Castilla-La Mancha ha cumplido con el objetivo de déficit fijado para 2012, al cerrar el ejercicio con una desviación del 1,48% del PIB. Al menos, así lo ha anunciado su presidenta, María Dolores de Cospedal, que ha añadido que la comunidad ha terminado el año con un déficit de 550 millones de euros, lo que supone una reducción de más de seis puntos respecto a 2011, con una desviación del 7,7%, la más alta de España.

Asegura que lo ha hecho sin esconder una sola factura, garantizando los servicios sociales básicos y sin cerrar ningún hospital ni centro de salud Cospedal ha recalcado este martes que lo logrado es una "excelente noticia" para la economía regional y un "hecho histórico" que ninguna institución había logrado antes, lo que supone "un paso de gigante" para la recuperación económica y el empleo.

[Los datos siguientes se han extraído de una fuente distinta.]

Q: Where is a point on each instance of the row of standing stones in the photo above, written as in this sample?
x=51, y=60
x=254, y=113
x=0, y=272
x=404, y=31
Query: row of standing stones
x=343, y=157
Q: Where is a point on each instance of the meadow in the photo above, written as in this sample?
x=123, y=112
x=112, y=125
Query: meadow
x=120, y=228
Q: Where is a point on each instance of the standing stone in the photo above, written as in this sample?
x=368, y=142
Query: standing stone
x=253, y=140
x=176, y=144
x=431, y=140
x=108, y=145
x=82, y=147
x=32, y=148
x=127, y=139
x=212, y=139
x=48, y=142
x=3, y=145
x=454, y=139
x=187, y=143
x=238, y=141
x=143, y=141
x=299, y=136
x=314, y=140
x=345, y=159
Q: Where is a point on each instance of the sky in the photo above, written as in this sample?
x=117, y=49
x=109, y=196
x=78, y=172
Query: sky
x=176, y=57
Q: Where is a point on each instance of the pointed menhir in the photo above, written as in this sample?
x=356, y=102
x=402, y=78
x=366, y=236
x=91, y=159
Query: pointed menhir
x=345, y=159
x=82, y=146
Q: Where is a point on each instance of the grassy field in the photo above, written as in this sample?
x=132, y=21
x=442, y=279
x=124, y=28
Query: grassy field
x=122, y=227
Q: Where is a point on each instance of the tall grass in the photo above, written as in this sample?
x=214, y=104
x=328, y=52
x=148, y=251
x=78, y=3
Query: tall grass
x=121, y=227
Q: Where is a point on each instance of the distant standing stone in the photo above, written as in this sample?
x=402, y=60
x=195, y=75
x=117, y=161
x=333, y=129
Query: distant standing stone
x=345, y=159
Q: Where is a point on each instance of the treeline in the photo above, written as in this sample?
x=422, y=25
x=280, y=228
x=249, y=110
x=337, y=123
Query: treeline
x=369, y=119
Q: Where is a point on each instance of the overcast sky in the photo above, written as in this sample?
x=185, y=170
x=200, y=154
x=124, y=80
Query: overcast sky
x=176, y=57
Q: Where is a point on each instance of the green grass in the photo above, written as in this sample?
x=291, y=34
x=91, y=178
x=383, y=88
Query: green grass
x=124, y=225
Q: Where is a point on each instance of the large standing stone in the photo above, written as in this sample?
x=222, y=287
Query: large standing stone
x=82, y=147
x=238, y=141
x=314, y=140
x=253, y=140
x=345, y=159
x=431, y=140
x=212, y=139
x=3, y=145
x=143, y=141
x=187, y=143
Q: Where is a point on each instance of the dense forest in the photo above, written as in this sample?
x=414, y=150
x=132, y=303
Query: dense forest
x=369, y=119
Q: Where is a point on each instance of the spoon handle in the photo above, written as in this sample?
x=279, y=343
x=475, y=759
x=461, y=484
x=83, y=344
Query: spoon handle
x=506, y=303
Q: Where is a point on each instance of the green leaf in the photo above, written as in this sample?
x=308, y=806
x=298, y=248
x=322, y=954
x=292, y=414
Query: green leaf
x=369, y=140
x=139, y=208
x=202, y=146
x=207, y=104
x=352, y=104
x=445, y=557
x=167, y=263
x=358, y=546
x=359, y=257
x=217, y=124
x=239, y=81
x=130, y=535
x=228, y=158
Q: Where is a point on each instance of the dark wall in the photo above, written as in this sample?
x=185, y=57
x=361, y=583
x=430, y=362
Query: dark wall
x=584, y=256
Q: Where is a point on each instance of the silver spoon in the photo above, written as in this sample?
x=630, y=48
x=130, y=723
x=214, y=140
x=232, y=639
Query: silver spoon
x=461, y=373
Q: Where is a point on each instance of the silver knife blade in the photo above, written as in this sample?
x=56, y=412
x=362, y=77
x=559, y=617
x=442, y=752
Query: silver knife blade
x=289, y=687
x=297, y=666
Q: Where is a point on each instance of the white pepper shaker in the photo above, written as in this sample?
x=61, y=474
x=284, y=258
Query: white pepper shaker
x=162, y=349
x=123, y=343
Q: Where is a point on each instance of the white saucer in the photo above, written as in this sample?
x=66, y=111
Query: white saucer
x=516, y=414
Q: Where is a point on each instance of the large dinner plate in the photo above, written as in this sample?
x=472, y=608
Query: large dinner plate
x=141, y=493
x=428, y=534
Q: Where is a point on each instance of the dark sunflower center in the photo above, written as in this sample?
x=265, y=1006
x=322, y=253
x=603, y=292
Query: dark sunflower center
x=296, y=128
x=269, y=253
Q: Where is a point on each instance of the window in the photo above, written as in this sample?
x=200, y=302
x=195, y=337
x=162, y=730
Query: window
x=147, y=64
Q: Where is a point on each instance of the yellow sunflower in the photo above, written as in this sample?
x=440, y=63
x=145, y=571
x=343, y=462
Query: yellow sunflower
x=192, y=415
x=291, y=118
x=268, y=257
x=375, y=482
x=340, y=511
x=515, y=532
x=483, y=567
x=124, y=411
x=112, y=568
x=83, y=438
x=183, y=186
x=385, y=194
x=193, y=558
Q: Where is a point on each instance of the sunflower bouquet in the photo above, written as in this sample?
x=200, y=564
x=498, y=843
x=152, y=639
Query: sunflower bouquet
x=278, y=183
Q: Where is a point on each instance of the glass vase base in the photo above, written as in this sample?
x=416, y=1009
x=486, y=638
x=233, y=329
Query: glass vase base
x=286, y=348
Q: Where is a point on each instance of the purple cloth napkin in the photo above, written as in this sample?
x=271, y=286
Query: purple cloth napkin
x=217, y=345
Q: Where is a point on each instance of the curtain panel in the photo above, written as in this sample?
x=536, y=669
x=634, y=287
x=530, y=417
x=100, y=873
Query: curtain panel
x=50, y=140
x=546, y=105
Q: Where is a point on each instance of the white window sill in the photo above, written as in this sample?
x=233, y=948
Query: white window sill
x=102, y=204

Además, se ha alegrado de que la Junta de Comunidades haya recuperado "la credibilidad que había perdido" en la legislatura anterior, cuando nadie creía que se pudiera reducir el déficit seis puntos en un año (1.809 millones de euros).

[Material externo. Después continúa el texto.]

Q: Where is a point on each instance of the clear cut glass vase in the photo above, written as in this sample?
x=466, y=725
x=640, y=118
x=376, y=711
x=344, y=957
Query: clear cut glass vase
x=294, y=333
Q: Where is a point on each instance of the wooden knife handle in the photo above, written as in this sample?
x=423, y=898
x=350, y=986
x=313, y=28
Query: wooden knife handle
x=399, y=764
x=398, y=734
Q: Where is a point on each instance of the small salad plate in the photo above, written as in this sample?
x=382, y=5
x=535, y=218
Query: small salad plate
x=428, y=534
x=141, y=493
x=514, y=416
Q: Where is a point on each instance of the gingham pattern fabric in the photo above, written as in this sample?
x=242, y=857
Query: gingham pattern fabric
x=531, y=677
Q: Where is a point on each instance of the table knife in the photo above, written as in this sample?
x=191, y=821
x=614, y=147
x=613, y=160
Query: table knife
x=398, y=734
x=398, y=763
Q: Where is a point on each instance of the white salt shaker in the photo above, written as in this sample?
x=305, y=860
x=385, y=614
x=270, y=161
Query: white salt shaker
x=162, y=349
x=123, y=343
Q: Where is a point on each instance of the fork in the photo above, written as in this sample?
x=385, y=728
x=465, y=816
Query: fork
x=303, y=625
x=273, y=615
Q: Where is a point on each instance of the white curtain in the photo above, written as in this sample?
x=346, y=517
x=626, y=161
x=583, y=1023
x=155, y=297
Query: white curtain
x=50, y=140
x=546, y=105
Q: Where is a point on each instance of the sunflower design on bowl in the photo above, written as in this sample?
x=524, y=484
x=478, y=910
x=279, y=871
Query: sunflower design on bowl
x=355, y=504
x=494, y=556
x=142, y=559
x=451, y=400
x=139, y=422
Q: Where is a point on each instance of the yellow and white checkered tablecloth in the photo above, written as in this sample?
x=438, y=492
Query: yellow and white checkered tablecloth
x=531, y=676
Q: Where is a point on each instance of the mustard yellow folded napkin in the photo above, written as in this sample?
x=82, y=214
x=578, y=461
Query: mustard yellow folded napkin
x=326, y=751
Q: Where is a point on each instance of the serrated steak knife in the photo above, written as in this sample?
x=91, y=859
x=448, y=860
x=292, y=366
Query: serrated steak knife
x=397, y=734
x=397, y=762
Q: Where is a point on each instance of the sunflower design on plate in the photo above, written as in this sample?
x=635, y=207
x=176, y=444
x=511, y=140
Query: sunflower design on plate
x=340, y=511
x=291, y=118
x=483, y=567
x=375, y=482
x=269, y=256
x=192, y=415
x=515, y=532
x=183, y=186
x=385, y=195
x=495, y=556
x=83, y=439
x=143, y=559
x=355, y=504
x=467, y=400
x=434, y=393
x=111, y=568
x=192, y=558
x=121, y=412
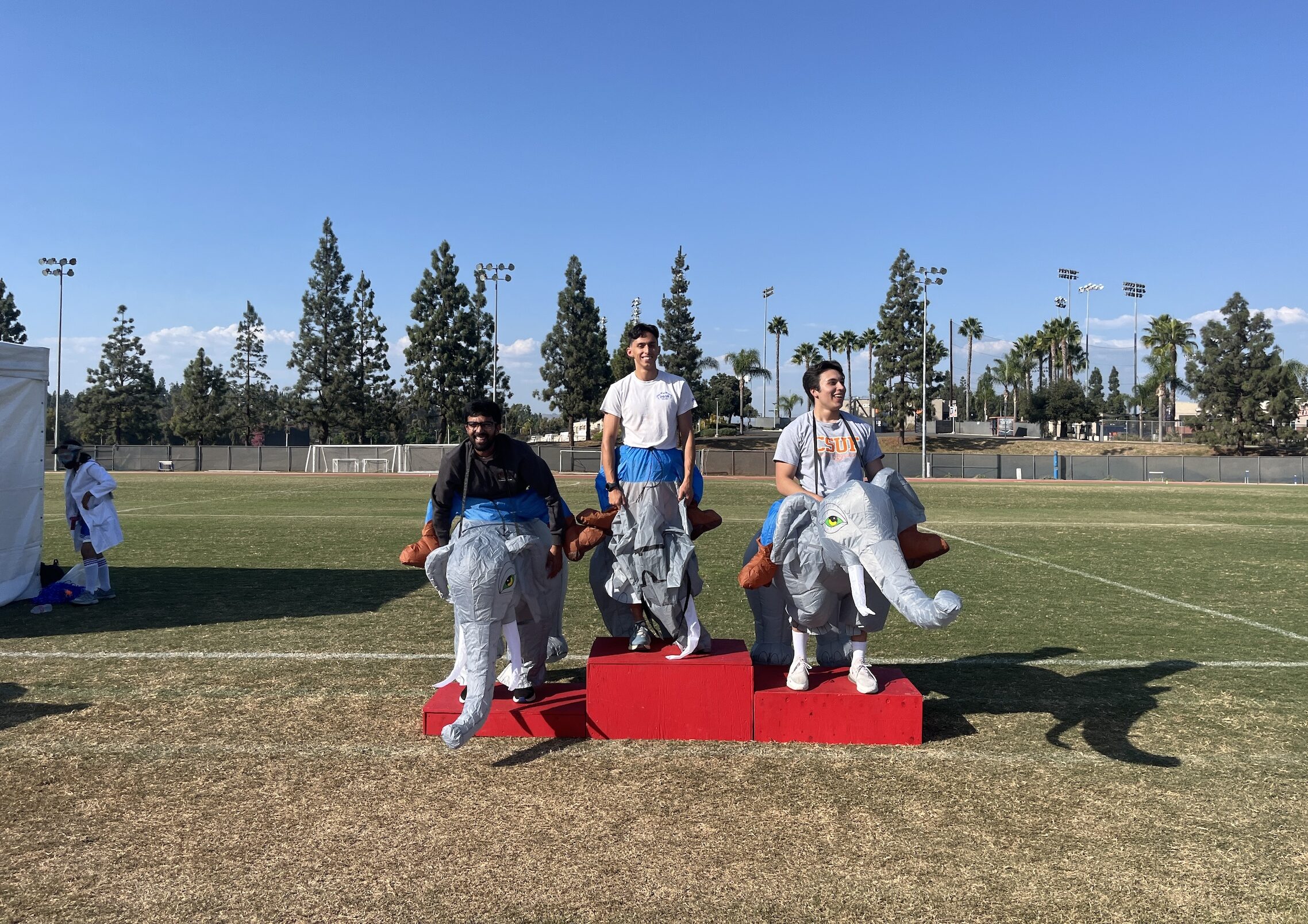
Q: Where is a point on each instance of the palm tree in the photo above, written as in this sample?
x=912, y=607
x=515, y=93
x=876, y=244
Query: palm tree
x=1029, y=356
x=1164, y=339
x=746, y=364
x=848, y=341
x=806, y=355
x=870, y=340
x=972, y=330
x=778, y=326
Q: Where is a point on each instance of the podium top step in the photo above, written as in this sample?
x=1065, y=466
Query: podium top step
x=725, y=653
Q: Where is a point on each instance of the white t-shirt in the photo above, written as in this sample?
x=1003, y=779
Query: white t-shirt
x=842, y=459
x=649, y=410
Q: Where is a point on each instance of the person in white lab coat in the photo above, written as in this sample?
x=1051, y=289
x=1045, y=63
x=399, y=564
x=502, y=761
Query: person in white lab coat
x=92, y=518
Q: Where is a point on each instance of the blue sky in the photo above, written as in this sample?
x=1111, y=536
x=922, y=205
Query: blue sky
x=187, y=155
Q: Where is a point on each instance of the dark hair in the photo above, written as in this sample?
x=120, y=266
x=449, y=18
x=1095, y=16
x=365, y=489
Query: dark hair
x=483, y=408
x=643, y=331
x=813, y=377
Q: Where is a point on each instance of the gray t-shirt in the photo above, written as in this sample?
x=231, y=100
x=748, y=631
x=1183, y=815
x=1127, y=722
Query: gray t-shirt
x=841, y=456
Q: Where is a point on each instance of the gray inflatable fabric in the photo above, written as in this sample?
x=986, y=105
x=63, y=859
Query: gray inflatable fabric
x=840, y=568
x=653, y=563
x=492, y=574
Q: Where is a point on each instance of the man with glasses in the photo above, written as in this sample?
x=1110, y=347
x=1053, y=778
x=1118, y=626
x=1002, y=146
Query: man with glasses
x=495, y=479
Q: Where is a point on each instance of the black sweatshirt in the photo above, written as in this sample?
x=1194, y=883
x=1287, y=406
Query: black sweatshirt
x=512, y=469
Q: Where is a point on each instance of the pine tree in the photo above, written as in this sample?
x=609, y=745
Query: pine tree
x=1244, y=392
x=679, y=341
x=1095, y=390
x=372, y=388
x=443, y=357
x=124, y=399
x=576, y=369
x=324, y=349
x=1116, y=403
x=899, y=356
x=11, y=330
x=201, y=413
x=248, y=379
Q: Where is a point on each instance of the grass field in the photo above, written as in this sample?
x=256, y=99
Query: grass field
x=1116, y=728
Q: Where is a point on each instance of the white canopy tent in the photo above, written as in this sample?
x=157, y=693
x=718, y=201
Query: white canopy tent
x=24, y=378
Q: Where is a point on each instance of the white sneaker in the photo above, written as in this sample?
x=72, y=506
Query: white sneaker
x=864, y=679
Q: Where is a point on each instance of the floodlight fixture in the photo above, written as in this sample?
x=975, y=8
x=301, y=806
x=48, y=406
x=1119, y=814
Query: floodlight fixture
x=926, y=282
x=59, y=267
x=490, y=272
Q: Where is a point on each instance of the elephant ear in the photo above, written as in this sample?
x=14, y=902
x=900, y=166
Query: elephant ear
x=795, y=515
x=908, y=509
x=436, y=568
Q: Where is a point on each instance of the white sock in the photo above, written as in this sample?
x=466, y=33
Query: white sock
x=799, y=642
x=92, y=566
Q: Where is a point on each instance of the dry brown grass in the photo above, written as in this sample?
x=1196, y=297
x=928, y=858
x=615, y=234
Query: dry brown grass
x=229, y=792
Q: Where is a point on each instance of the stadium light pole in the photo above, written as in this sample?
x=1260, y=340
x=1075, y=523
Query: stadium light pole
x=1088, y=288
x=767, y=294
x=926, y=282
x=491, y=271
x=59, y=267
x=1134, y=292
x=1070, y=275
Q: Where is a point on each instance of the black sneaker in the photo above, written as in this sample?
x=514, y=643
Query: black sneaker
x=641, y=640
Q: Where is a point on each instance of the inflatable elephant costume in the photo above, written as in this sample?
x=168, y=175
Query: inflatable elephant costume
x=495, y=578
x=651, y=560
x=840, y=570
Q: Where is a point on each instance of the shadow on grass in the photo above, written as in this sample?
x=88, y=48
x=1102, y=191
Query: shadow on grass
x=15, y=713
x=168, y=598
x=537, y=750
x=1106, y=703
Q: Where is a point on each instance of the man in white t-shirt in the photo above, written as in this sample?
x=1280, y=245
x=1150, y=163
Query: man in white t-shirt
x=651, y=480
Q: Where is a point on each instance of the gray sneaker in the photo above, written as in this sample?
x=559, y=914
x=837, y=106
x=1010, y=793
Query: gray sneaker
x=864, y=679
x=641, y=640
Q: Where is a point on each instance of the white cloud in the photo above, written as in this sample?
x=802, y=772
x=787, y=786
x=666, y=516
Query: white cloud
x=1120, y=321
x=520, y=348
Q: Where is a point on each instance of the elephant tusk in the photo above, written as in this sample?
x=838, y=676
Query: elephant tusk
x=859, y=588
x=460, y=660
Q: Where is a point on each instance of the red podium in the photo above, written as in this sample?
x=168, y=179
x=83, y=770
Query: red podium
x=832, y=711
x=641, y=694
x=559, y=713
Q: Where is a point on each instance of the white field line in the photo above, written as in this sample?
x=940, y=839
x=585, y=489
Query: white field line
x=1132, y=590
x=983, y=660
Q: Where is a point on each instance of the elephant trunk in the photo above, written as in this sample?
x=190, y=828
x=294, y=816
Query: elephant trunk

Y lo ha hecho, ha defendido, sin esconder una sola factura en el cajón, garantizando los servicios sociales básicos y sin cerrar ningún hospital ni centro de salud como, según denunció, pretendían los anteriores gobernantes. De esta forma, ha desgranado los ahorros que han supuesto la mayor reducción, sobre todo en gastos de personal (540 millones de euros), transferencias corrientes (696 millones) y en bienes y servicios (224 millones).

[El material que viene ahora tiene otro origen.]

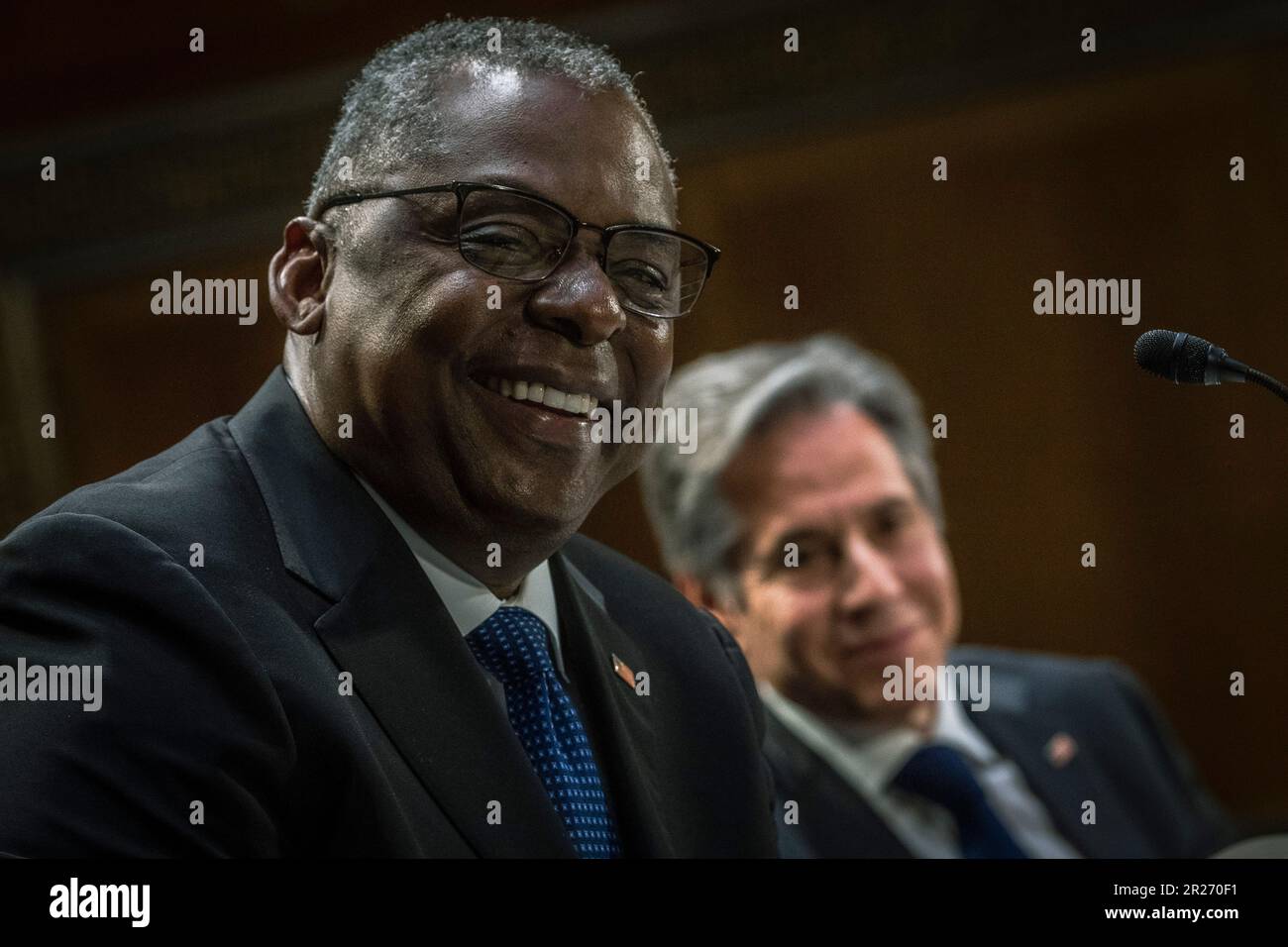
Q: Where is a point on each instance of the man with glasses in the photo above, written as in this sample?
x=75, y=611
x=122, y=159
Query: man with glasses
x=394, y=642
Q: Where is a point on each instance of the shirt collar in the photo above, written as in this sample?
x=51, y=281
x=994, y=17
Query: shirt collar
x=467, y=599
x=876, y=753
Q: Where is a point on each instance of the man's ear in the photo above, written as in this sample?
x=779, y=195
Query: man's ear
x=296, y=275
x=702, y=596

No obstante, el PSOE de Castilla-La Mancha ha salido al paso de estos datos al afirmar que "no es cierto" que el Gobierno de Cospedal haya cumplido con el objetivo de déficit para 2012. Así, han acusado a la Junta de "no haber contabilizado obligaciones reconocidas, haber retrasado pagos" para poder anunciar este dato, haciendo, además, "verdaderos estragos a la economía, el empleo y los servicios públicos esenciales de la región".

Por su parte, Cospedal ha hecho de la austeridad y la estabilidad presupuestaria su bandera al asegurar que seguirán rigiendo la acción de su Gobierno porque no se trata de ahorrar ahora para volver a gastar "sin medida" cuando se pueda, sino de que "la austeridad sea una pauta de conducta, una norma de actuación".